Há, por isso, muitos outros debates a explicar a ocorrência deste debate. Há,
também, uma relação que se foi construindo entre todos e um entendimento inequívoco
da linguagem como um mediador decisivo ou um obstáculo a ter em conta no âmbito
do conjunto das aprendizagens a realizar pelos alunos. Há, igualmente, um ambiente
de trabalho que demonstra como o pedagógico se constrói, em larga medida, em
função do que alguns, de forma apressada, designam pelo científico e como a
relação que se estabelece entre as crianças e o património decorrente desse
científico permite justificar e legitimar a organização que o pedagógico propõe
para que um tal património faça sentido.
Olha-se, finalmente, para a reflexão que Manuela Castro Neves produziu, na sequência
do debate que parcialmente transcrevemos, a qual permite ilustrar como as práticas
educativas inovadoras só o são, se forem manifestações pedagógicas exigentes
e rigorosas. É uma tal exigência e um tal rigor que permitem à autora do texto
afirmar que "uma coisa é que o professor pensa que foi interiorizado pelos
alunos, outra a que eles realmente interiorizaram ou podem interiorizar num
determinado tempo do seu percurso". É essa mesma exigência e rigor que lhe
permitem avaliar as dificuldades dos alunos mais como um confronto com um obstáculo,
do que uma manifestação de ignorância. Um obstáculo que, afinal, só foi ultrapassado
"quando se criou uma consciência colectiva acerca dele, quando foi verbalizado",
o que permite que se escreva, então, "que a explicitação constitui-se em
si própria como um meio de aprendizagem tão importante talvez como a manipulação
de materiais". É também essa exigência e esse rigor que possibilitaram que
o debate não fosse um arremedo dos diálogos de um Sócrates a conduzir habilmente
o escravo Menón no labirinto cognitivo que o primeiro traçou rumo às respostas
que o segundo, afinal, nunca pôde recusar.

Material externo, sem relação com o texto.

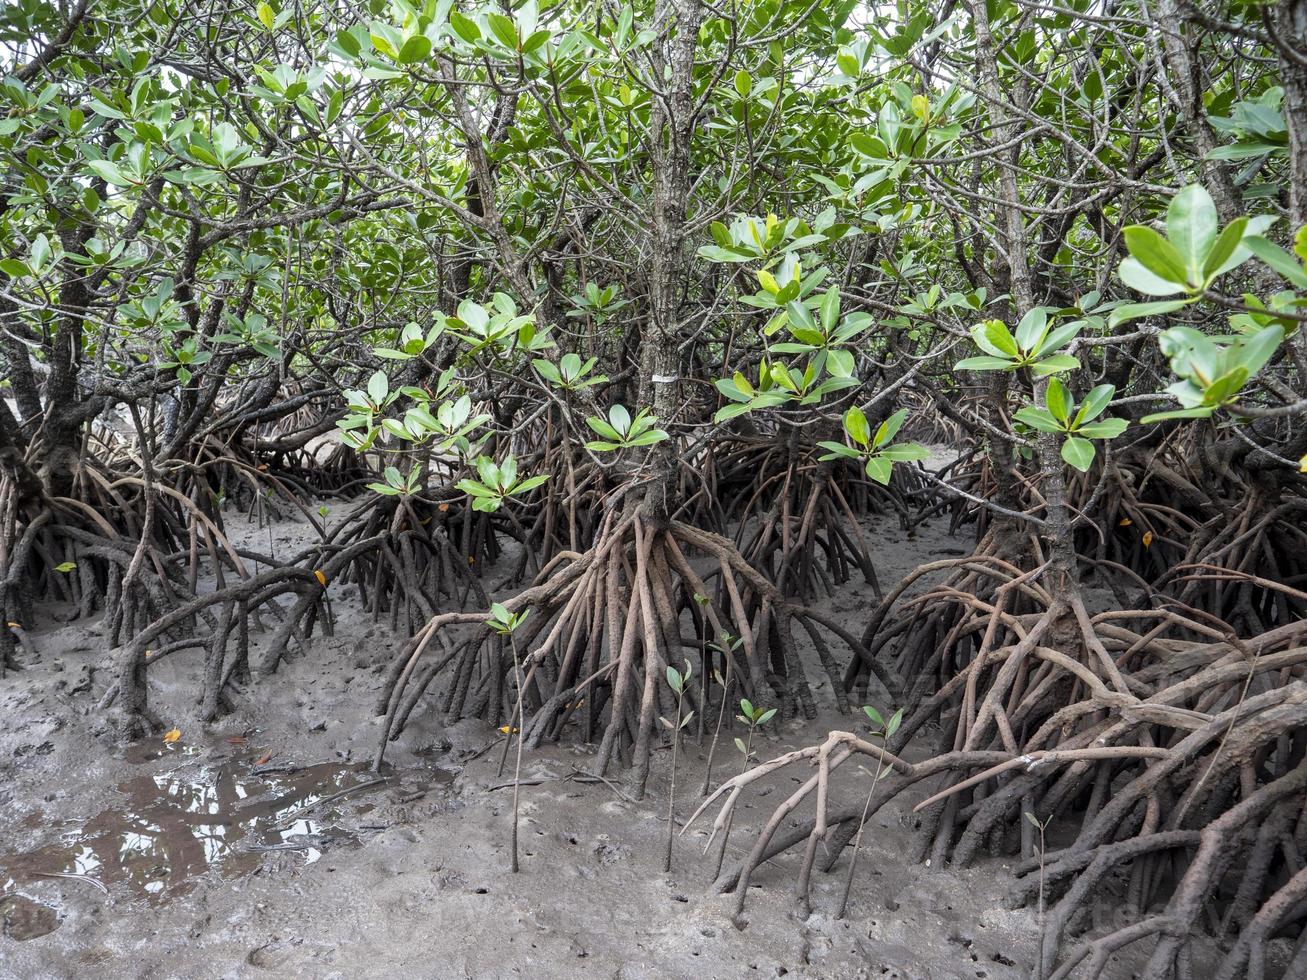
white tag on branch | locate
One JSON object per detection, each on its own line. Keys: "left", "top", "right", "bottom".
{"left": 652, "top": 374, "right": 678, "bottom": 383}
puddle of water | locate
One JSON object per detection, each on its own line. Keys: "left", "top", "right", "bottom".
{"left": 0, "top": 746, "right": 451, "bottom": 936}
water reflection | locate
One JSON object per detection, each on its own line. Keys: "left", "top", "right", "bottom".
{"left": 0, "top": 749, "right": 443, "bottom": 927}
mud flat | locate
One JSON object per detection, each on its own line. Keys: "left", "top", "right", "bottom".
{"left": 2, "top": 509, "right": 1038, "bottom": 979}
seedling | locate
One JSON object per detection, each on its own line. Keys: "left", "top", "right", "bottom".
{"left": 662, "top": 660, "right": 695, "bottom": 873}
{"left": 837, "top": 704, "right": 903, "bottom": 918}
{"left": 700, "top": 631, "right": 744, "bottom": 797}
{"left": 1025, "top": 810, "right": 1053, "bottom": 923}
{"left": 486, "top": 602, "right": 530, "bottom": 873}
{"left": 713, "top": 696, "right": 776, "bottom": 880}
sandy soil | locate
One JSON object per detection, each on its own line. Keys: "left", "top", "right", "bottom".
{"left": 1, "top": 506, "right": 1043, "bottom": 980}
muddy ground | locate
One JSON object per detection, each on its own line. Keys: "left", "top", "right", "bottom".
{"left": 2, "top": 505, "right": 1050, "bottom": 980}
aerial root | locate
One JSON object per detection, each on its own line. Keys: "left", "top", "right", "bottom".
{"left": 686, "top": 553, "right": 1307, "bottom": 976}
{"left": 371, "top": 512, "right": 893, "bottom": 792}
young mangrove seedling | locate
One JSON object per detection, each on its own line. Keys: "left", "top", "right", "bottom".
{"left": 662, "top": 660, "right": 695, "bottom": 873}
{"left": 1025, "top": 810, "right": 1053, "bottom": 923}
{"left": 700, "top": 631, "right": 744, "bottom": 797}
{"left": 487, "top": 602, "right": 529, "bottom": 873}
{"left": 837, "top": 704, "right": 903, "bottom": 919}
{"left": 712, "top": 697, "right": 777, "bottom": 880}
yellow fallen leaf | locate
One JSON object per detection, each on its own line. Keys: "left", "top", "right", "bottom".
{"left": 1142, "top": 531, "right": 1154, "bottom": 549}
{"left": 499, "top": 726, "right": 520, "bottom": 734}
{"left": 163, "top": 728, "right": 182, "bottom": 744}
{"left": 1300, "top": 453, "right": 1307, "bottom": 474}
{"left": 144, "top": 649, "right": 153, "bottom": 659}
{"left": 6, "top": 622, "right": 20, "bottom": 629}
{"left": 314, "top": 569, "right": 328, "bottom": 586}
{"left": 1118, "top": 518, "right": 1132, "bottom": 527}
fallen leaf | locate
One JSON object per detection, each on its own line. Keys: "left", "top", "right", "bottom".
{"left": 254, "top": 752, "right": 273, "bottom": 765}
{"left": 498, "top": 726, "right": 520, "bottom": 734}
{"left": 438, "top": 503, "right": 450, "bottom": 512}
{"left": 144, "top": 649, "right": 153, "bottom": 659}
{"left": 163, "top": 728, "right": 182, "bottom": 744}
{"left": 314, "top": 569, "right": 328, "bottom": 586}
{"left": 225, "top": 735, "right": 247, "bottom": 745}
{"left": 1118, "top": 518, "right": 1132, "bottom": 527}
{"left": 6, "top": 622, "right": 20, "bottom": 629}
{"left": 1142, "top": 531, "right": 1154, "bottom": 549}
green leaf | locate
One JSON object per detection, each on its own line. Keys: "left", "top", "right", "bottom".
{"left": 1030, "top": 354, "right": 1080, "bottom": 377}
{"left": 1122, "top": 227, "right": 1189, "bottom": 289}
{"left": 1013, "top": 406, "right": 1064, "bottom": 433}
{"left": 54, "top": 561, "right": 77, "bottom": 573}
{"left": 1060, "top": 436, "right": 1096, "bottom": 472}
{"left": 826, "top": 348, "right": 855, "bottom": 378}
{"left": 86, "top": 159, "right": 132, "bottom": 187}
{"left": 398, "top": 34, "right": 432, "bottom": 64}
{"left": 1141, "top": 406, "right": 1215, "bottom": 423}
{"left": 1119, "top": 258, "right": 1186, "bottom": 297}
{"left": 1014, "top": 308, "right": 1048, "bottom": 352}
{"left": 487, "top": 12, "right": 518, "bottom": 47}
{"left": 1045, "top": 377, "right": 1070, "bottom": 424}
{"left": 257, "top": 2, "right": 276, "bottom": 30}
{"left": 865, "top": 456, "right": 893, "bottom": 485}
{"left": 1107, "top": 299, "right": 1191, "bottom": 328}
{"left": 818, "top": 441, "right": 861, "bottom": 460}
{"left": 1073, "top": 384, "right": 1115, "bottom": 426}
{"left": 370, "top": 22, "right": 402, "bottom": 57}
{"left": 450, "top": 10, "right": 481, "bottom": 42}
{"left": 1201, "top": 216, "right": 1249, "bottom": 282}
{"left": 872, "top": 408, "right": 908, "bottom": 448}
{"left": 886, "top": 708, "right": 903, "bottom": 738}
{"left": 626, "top": 429, "right": 668, "bottom": 447}
{"left": 1076, "top": 418, "right": 1129, "bottom": 439}
{"left": 1235, "top": 325, "right": 1284, "bottom": 376}
{"left": 1167, "top": 185, "right": 1218, "bottom": 285}
{"left": 982, "top": 320, "right": 1019, "bottom": 357}
{"left": 819, "top": 287, "right": 840, "bottom": 331}
{"left": 586, "top": 416, "right": 622, "bottom": 441}
{"left": 880, "top": 443, "right": 930, "bottom": 461}
{"left": 954, "top": 356, "right": 1016, "bottom": 372}
{"left": 844, "top": 406, "right": 870, "bottom": 447}
{"left": 1245, "top": 236, "right": 1307, "bottom": 289}
{"left": 1035, "top": 321, "right": 1083, "bottom": 357}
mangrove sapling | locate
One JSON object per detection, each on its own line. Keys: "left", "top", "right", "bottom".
{"left": 712, "top": 698, "right": 777, "bottom": 881}
{"left": 1025, "top": 810, "right": 1052, "bottom": 924}
{"left": 836, "top": 705, "right": 903, "bottom": 919}
{"left": 663, "top": 660, "right": 695, "bottom": 873}
{"left": 701, "top": 633, "right": 744, "bottom": 797}
{"left": 487, "top": 602, "right": 530, "bottom": 873}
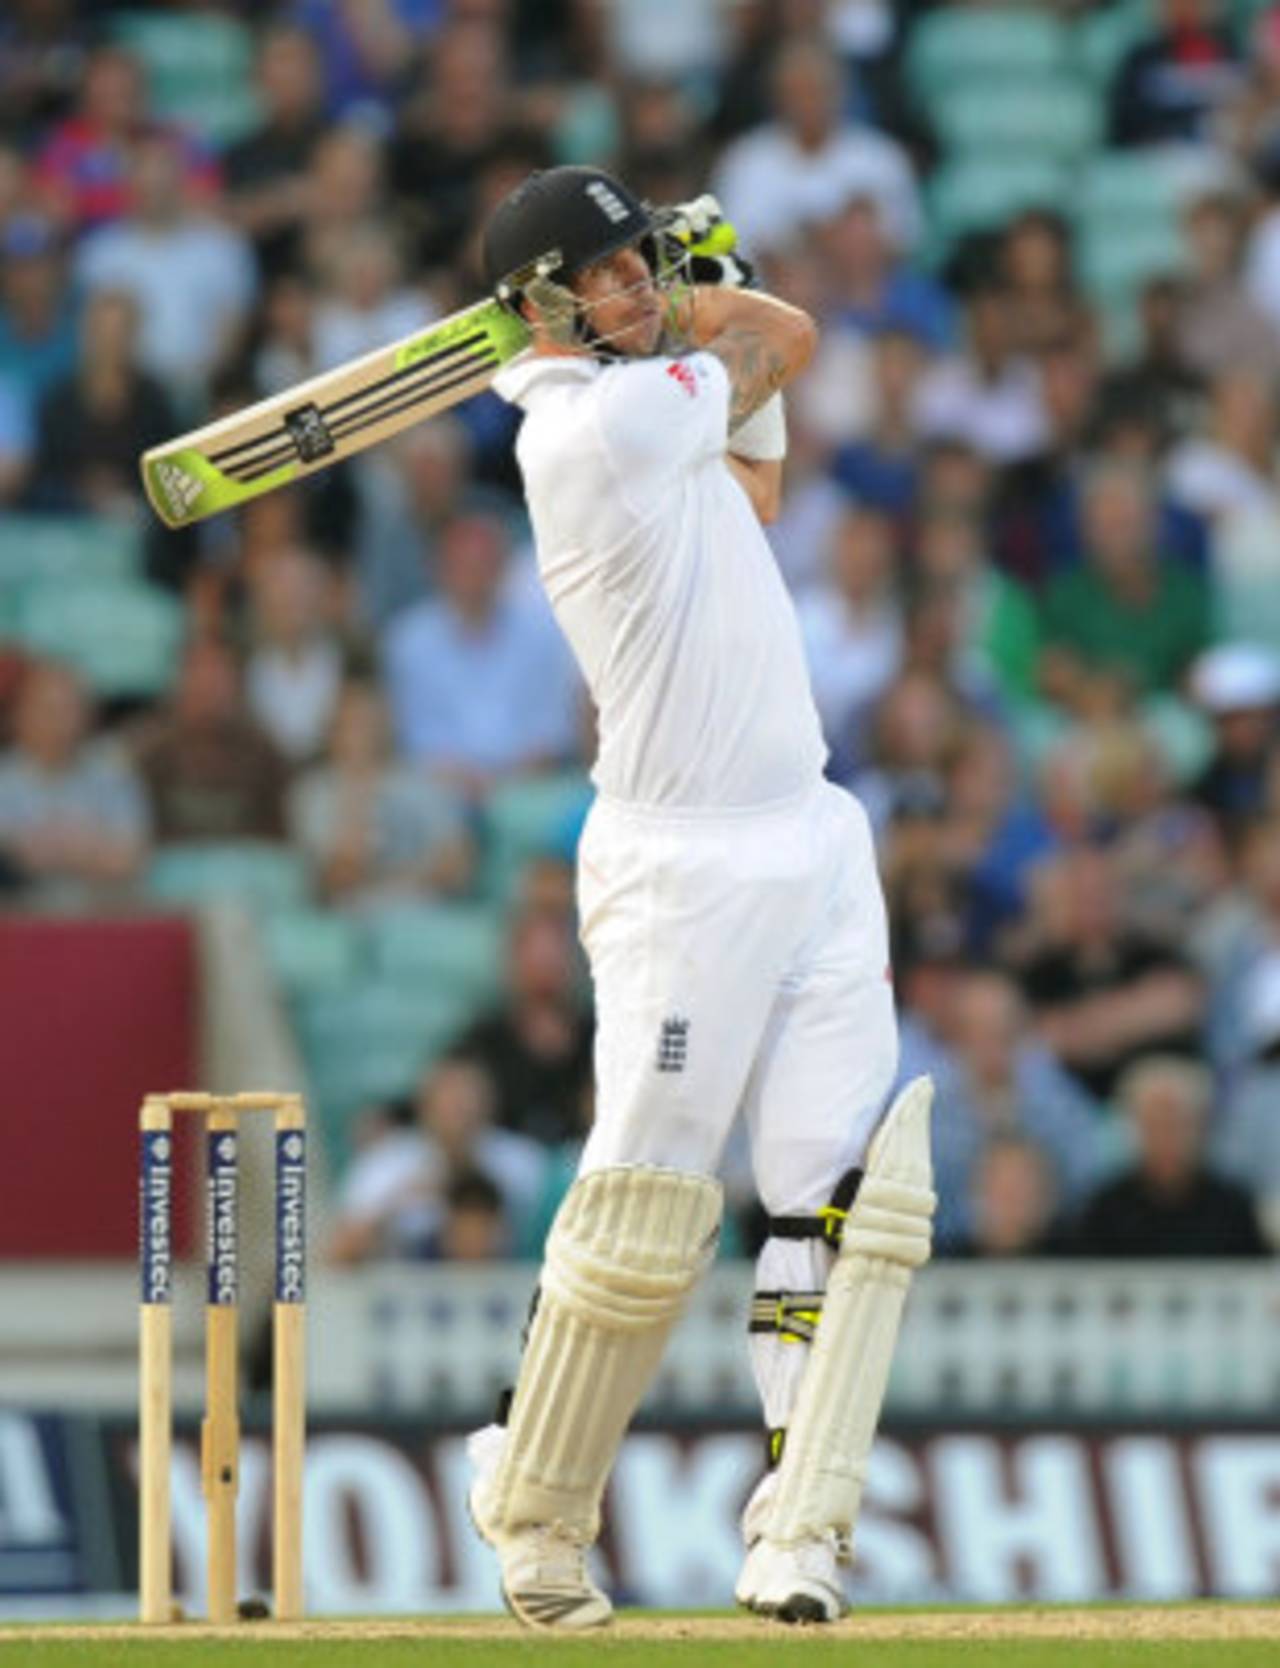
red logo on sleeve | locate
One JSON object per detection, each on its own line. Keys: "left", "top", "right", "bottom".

Foi uma conversa séria onde o professor existiu, intervindo de forma decisiva,
mas não manipulando. Foi uma conversa séria onde os alunos tiveram acesso a
um espaço de confronto com o conhecimento matemático, sem que isso os subalternizasse
como pessoas. Foi uma conversa que deverá ser compreendida, também, no conjunto
mais amplo das actividades realizadas para aceder ao domínio da multiplicação
com números decimais, compreendendo-se, então, como não são os exercícios nem
a sua rotina que estão em causa no ensino da Matemática, mas o modo como estes
contribuem para iludir, demasiadas vezes, a falta de sentido das aprendizagens
das crianças nesse âmbito, as suas dificuldade de compreensão ou a desvalorização
de obstáculos que não podem ser identificados como objectos relacionados com
manifestações de incompetência. Neste sentido, ser exigente nada tem a ver com
a saudade do Palma Fernandes e dos fins de semana a realizar equações atrás
de equações sem perceber o que se fazia e porque é que isso tinha que ser feito.
Neste sentido, ser rigoroso nada tem a ver, também, com a exaltação do tempo
das reprovações a granel. Por isso, discutir o rigor e a exigência é uma tarefa
bem mais complicada do que aquilo que na realidade parece, na medida em que
não se compadece nem com frases feitas, nem com preconceitos sociais e académicos,
nem tão pouco com o desinvestimento profissional e pedagógico.